I burst out laughing and explained that I like to get my hands in the dirt. It’s a way of connecting to the earth. Also, I have fond memories of gardening with my paternal grandparents. Every year, since I was a young girl and they were retired, I watched them delight in their harvest of corn, okra, green beans, lettuce, potatoes, cucumbers, tomatoes, radish, kale, collards, and other veggies. Grandma, even more than Granddad, eagerly anticipated the spring, waiting for the first break in the frost so they could till their plots. I had watched them pickle and “can” enough produce to last them through the winter and afford them significant savings in their grocery bills. My mother and her mother-in-law, my maternal Grandma, had welcomed me to their garden, where I learned to plant, weed, and harvest beets, carrots, yams, and other veggies right in the heart of “the urban jungle” where we lived.

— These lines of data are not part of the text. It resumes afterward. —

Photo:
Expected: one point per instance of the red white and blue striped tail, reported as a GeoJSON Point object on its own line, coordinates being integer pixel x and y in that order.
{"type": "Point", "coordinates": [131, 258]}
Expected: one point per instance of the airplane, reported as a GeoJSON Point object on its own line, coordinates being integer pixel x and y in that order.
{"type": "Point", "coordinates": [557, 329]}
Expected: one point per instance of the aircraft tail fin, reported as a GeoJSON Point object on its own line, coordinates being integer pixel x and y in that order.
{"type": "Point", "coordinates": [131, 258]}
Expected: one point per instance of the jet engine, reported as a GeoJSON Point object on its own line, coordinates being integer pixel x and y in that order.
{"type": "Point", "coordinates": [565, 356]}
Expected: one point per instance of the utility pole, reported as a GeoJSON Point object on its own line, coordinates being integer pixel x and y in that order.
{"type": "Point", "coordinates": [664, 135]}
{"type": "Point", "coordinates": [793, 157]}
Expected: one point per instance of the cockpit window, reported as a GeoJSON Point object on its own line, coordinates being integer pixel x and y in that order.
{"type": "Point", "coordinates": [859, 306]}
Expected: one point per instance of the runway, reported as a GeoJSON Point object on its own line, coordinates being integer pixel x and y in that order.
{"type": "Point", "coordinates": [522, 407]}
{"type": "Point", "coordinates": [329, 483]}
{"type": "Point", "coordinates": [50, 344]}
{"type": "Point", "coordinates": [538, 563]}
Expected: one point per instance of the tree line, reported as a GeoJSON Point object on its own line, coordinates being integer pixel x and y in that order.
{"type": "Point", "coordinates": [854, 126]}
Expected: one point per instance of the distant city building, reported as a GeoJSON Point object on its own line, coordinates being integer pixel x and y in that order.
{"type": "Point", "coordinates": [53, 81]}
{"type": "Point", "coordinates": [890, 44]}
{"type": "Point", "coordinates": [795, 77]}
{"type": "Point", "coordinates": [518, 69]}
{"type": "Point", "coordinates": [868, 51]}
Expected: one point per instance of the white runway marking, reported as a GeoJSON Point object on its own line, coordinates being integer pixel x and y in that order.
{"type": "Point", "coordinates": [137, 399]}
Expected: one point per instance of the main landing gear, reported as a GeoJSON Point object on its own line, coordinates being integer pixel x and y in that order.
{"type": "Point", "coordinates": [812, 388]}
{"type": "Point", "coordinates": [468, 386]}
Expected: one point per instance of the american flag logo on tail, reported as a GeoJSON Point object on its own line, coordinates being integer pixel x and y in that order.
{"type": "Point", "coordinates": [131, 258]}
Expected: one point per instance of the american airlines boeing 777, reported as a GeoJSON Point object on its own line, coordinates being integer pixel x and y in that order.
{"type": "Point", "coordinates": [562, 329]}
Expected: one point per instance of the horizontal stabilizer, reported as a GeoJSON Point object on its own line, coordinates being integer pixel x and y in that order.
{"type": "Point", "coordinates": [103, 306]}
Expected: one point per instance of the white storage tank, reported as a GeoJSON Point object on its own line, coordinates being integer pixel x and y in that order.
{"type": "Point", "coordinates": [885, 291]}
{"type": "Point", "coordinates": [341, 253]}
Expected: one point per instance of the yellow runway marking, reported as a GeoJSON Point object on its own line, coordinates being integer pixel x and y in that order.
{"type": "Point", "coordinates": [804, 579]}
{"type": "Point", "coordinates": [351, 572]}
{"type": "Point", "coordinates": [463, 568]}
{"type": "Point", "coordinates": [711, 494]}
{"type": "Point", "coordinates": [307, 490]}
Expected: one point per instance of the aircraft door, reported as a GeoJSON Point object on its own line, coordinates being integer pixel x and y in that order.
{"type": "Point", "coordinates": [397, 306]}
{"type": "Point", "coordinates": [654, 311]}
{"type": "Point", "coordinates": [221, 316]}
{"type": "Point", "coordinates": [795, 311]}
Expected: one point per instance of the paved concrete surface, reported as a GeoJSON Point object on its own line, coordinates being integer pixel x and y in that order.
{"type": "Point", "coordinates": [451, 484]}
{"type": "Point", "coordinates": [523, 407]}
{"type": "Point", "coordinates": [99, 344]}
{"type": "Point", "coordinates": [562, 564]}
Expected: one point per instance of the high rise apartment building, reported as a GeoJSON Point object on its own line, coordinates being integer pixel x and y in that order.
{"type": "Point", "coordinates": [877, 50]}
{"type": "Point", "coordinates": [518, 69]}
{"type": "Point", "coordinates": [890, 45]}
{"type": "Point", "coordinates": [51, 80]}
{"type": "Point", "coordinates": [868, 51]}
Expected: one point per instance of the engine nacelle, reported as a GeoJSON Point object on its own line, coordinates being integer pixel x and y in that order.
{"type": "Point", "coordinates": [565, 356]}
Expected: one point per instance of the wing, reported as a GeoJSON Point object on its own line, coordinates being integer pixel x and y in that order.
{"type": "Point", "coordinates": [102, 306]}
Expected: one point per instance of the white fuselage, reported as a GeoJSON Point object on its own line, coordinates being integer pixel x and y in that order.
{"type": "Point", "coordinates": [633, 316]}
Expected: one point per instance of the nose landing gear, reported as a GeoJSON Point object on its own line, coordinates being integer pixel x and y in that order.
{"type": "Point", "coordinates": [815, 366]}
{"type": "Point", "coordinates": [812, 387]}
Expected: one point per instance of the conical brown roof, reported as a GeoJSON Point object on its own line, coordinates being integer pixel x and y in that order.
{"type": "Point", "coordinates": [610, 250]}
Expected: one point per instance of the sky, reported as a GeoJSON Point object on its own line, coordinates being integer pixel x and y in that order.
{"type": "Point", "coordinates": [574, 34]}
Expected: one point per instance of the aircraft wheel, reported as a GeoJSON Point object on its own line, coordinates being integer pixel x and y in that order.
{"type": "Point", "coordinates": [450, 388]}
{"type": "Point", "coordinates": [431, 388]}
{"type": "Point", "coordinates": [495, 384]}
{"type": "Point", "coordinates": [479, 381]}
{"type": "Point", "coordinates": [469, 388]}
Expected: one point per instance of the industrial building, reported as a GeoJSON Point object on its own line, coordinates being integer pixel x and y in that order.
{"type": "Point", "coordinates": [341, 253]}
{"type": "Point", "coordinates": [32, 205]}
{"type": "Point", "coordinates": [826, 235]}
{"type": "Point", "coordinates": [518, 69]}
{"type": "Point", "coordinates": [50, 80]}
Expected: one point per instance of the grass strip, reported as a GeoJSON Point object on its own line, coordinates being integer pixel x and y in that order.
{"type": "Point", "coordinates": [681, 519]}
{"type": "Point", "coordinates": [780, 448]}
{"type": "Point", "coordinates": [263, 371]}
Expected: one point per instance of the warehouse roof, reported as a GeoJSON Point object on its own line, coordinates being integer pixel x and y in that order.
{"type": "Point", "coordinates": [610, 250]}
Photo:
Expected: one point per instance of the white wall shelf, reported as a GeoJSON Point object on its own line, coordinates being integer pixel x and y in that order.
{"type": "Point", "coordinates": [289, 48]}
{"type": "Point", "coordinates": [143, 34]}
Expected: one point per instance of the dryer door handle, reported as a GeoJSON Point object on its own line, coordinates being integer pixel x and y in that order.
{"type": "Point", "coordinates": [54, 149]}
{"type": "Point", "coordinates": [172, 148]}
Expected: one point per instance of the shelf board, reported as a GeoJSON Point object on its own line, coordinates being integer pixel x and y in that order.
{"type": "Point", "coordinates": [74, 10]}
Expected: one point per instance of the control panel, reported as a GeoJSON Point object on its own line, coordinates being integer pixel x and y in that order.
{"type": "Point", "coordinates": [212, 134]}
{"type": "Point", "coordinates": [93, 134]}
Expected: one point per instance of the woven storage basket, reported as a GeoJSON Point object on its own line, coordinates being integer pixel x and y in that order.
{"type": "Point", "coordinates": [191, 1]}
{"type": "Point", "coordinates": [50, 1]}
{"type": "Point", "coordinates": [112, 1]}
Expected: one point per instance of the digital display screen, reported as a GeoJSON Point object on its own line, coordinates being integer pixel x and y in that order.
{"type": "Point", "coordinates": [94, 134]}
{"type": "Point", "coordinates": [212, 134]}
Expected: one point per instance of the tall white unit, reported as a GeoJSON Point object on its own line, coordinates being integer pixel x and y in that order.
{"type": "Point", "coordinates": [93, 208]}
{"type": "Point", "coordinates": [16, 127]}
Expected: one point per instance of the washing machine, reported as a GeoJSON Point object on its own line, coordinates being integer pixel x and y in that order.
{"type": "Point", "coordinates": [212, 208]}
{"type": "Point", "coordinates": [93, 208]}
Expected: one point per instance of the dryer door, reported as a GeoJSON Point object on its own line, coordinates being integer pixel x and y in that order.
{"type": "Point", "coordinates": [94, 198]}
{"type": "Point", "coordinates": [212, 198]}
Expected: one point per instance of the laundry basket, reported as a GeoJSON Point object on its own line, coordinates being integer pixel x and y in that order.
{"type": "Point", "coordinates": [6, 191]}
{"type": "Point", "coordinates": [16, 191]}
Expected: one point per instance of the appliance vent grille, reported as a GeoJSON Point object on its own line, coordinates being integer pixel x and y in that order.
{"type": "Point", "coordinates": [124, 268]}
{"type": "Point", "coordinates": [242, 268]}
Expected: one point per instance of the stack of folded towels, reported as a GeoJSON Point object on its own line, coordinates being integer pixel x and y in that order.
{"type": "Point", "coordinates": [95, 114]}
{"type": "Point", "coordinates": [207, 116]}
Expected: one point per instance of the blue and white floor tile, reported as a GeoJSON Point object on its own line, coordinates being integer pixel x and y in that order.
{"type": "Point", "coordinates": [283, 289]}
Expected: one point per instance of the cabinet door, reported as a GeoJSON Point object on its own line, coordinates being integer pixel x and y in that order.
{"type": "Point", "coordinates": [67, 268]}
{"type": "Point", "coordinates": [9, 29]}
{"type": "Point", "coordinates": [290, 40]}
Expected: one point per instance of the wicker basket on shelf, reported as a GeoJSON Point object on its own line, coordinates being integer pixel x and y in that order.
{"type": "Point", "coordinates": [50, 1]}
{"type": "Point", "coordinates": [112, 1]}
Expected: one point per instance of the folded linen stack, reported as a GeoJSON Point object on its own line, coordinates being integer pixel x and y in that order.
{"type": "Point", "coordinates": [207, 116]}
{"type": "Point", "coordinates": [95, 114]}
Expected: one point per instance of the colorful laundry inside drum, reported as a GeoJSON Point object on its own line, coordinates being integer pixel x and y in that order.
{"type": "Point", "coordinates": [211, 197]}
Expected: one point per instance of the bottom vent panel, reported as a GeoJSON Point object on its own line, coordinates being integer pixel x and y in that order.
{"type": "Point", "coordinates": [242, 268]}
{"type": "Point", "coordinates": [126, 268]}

I’d live in a row house in the inner city of the Nation’s Capitol. My Grandparents had gardens in the rear and on the side of their brick house and also manned a plot in a nearby community garden. Y mother and paternal grandmother had a plot in community garden in another area of the city. Gardening, to me, meant ensuring your own food in case any major calamity hit and the grocery stores and its supplies ever shut down. Gardening meant working your connection to the earth to secure your and your family’s survival.

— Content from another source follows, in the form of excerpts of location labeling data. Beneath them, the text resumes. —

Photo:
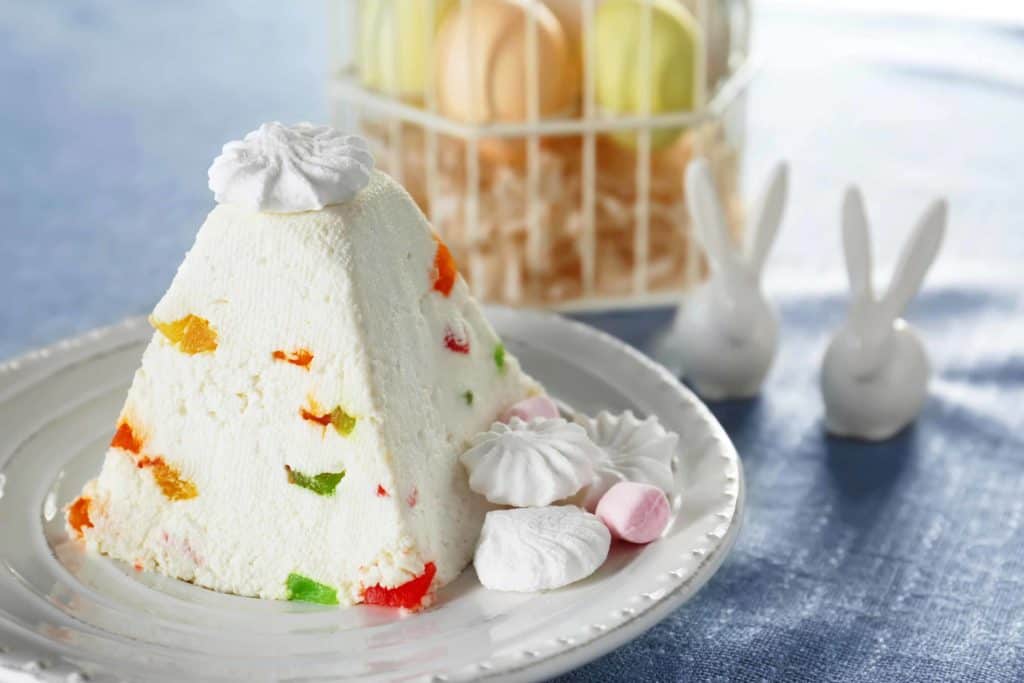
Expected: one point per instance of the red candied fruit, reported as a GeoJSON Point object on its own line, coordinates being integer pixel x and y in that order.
{"type": "Point", "coordinates": [455, 343]}
{"type": "Point", "coordinates": [78, 515]}
{"type": "Point", "coordinates": [125, 438]}
{"type": "Point", "coordinates": [409, 595]}
{"type": "Point", "coordinates": [444, 268]}
{"type": "Point", "coordinates": [324, 420]}
{"type": "Point", "coordinates": [300, 357]}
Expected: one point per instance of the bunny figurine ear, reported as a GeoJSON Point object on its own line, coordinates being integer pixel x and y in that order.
{"type": "Point", "coordinates": [857, 246]}
{"type": "Point", "coordinates": [915, 259]}
{"type": "Point", "coordinates": [708, 216]}
{"type": "Point", "coordinates": [768, 216]}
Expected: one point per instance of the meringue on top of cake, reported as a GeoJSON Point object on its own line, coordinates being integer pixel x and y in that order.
{"type": "Point", "coordinates": [317, 367]}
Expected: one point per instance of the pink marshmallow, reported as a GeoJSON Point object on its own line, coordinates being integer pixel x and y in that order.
{"type": "Point", "coordinates": [527, 409]}
{"type": "Point", "coordinates": [634, 512]}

Although I have neither the time, energy, or inclination to create and maintain my own garden these days, I enjoy novelty gardening.

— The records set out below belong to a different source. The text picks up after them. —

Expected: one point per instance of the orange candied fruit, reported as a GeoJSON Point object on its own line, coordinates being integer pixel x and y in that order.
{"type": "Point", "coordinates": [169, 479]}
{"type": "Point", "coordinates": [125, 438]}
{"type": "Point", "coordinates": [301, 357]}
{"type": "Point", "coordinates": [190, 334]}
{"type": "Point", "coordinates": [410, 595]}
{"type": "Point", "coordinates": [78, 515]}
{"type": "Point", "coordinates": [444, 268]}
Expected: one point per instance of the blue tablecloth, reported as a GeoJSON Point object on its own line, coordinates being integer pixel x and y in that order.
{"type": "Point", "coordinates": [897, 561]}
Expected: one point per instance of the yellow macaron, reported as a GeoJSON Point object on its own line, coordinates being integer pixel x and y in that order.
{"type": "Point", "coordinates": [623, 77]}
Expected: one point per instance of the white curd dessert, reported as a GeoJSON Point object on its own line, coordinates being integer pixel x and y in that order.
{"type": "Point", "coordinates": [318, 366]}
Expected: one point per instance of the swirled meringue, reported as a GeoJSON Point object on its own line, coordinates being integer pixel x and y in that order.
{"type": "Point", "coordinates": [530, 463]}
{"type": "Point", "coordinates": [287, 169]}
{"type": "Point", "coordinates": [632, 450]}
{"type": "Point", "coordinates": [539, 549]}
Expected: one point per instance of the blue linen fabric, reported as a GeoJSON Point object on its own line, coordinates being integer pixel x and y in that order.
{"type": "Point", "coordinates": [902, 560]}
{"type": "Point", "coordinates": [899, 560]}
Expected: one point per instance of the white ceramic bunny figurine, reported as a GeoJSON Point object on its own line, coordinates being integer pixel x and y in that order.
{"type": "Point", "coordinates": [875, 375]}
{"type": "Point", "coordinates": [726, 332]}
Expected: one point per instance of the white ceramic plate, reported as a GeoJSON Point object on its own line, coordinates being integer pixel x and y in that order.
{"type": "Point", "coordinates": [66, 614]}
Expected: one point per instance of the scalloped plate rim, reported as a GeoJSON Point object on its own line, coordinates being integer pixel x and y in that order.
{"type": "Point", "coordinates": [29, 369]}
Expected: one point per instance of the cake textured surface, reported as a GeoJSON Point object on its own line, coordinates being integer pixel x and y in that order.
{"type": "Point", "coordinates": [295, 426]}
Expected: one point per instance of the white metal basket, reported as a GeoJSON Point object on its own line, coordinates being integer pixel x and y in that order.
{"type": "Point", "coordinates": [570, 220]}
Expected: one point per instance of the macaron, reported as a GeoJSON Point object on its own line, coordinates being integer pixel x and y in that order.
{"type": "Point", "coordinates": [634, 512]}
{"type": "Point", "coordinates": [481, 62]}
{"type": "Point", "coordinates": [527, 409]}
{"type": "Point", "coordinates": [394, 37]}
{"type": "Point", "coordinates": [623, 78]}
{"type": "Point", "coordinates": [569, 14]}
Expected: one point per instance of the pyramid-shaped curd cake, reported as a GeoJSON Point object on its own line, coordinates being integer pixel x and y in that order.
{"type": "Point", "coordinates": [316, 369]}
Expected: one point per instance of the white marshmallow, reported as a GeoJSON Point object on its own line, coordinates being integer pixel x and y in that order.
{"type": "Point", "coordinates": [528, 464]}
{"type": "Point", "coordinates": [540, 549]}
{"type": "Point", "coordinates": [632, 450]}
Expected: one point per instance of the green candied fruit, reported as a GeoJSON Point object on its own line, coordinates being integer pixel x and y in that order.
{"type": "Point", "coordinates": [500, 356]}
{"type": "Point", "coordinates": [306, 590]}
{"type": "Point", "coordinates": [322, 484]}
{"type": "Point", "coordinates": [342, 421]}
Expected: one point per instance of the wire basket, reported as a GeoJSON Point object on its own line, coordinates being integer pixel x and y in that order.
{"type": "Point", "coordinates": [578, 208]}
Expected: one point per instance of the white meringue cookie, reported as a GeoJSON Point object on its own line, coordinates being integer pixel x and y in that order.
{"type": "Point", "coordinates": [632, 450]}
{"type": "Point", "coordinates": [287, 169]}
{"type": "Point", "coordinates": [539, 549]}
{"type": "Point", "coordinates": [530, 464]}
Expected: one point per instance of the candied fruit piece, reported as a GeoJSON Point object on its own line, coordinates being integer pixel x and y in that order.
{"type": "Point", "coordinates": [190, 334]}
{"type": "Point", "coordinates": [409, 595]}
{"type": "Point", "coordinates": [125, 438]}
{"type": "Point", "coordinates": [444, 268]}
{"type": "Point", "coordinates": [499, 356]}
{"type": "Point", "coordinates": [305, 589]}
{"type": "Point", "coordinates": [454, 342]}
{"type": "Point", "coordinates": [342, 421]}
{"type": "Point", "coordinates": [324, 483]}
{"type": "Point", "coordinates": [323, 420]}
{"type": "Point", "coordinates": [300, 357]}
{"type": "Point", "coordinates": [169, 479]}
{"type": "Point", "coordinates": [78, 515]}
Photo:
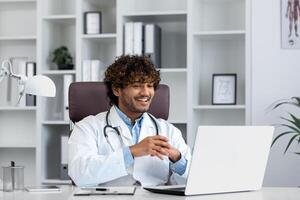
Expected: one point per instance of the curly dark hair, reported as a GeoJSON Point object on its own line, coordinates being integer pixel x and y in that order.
{"type": "Point", "coordinates": [129, 69]}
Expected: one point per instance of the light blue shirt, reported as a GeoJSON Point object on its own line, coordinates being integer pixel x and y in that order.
{"type": "Point", "coordinates": [178, 167]}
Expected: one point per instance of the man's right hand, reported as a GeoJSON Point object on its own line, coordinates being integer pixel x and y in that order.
{"type": "Point", "coordinates": [152, 145]}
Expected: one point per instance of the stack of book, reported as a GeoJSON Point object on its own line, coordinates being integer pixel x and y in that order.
{"type": "Point", "coordinates": [143, 39]}
{"type": "Point", "coordinates": [93, 70]}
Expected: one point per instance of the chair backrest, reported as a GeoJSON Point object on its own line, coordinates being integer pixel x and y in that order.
{"type": "Point", "coordinates": [90, 98]}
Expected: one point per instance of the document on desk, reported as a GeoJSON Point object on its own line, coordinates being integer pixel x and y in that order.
{"type": "Point", "coordinates": [86, 191]}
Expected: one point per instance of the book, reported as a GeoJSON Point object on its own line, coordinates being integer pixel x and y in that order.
{"type": "Point", "coordinates": [92, 22]}
{"type": "Point", "coordinates": [138, 38]}
{"type": "Point", "coordinates": [97, 70]}
{"type": "Point", "coordinates": [68, 79]}
{"type": "Point", "coordinates": [64, 157]}
{"type": "Point", "coordinates": [43, 188]}
{"type": "Point", "coordinates": [126, 190]}
{"type": "Point", "coordinates": [153, 43]}
{"type": "Point", "coordinates": [30, 72]}
{"type": "Point", "coordinates": [128, 38]}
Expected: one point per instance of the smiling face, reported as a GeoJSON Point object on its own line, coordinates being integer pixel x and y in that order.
{"type": "Point", "coordinates": [135, 99]}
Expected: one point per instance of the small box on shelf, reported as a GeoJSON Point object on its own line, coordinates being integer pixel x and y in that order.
{"type": "Point", "coordinates": [92, 22]}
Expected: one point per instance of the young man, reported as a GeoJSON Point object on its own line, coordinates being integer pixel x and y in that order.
{"type": "Point", "coordinates": [121, 146]}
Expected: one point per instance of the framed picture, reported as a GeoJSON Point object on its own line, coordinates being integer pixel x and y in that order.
{"type": "Point", "coordinates": [290, 36]}
{"type": "Point", "coordinates": [224, 89]}
{"type": "Point", "coordinates": [92, 22]}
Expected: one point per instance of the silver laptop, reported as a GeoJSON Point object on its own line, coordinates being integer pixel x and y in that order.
{"type": "Point", "coordinates": [225, 159]}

“Why don’t you do this: save up your little money, buy the strawberry farm, and spare the whole race the embarrassment of you going out there picking the white man’s strawberries,” my husband teased.
I enjoyed a hearty laugh with him, but proceeded to the strawberry patch.
With my sleeves rolled up, kneeling down with my flat box in hand, I suddenly remembered one more thing I loved about gardening: my great grandparents had kept a strawberry patch in their backyard, located in the heart of Washington, D.C., for me and my cousins. Kneeling and picking strawberries now – in my 40s – I was reminded of days in my youth when I first learned to pick strawberries in my great-grandparents’ back yard. I remembered eating as many as I “saved for later.” My great grandparents and grandparents had experienced The Great Depression and believed in “saving for hard times.”
I recalled other lessons I had learned through gardening – and from my grandparents and great grandparents who gardened.
I was helping my grandparents prep their soil for seeds one year and Grandddad told me why I had to chop and pull up some old weeds that had branched out from a tall tree in their yard.
“The old roots will choke out roots from your new plants. You’ve got to cut those old roots out,” Granddad said. I thought about that one comment for weeks, and applied it to other areas of my life: cut out the old or it will choke the life out of what’s new.
Weeds – which are “unintended plants” – will drain nutrients from the soil and destroy your “intended plants,” Grand Dad believed. But I delighted in unintended red tulips that showed up in my yard. I allowed them to live until they died a natural death.
In the garden, I realized I must root out some of my grandparents’ beliefs and traditions in order for my own to grow.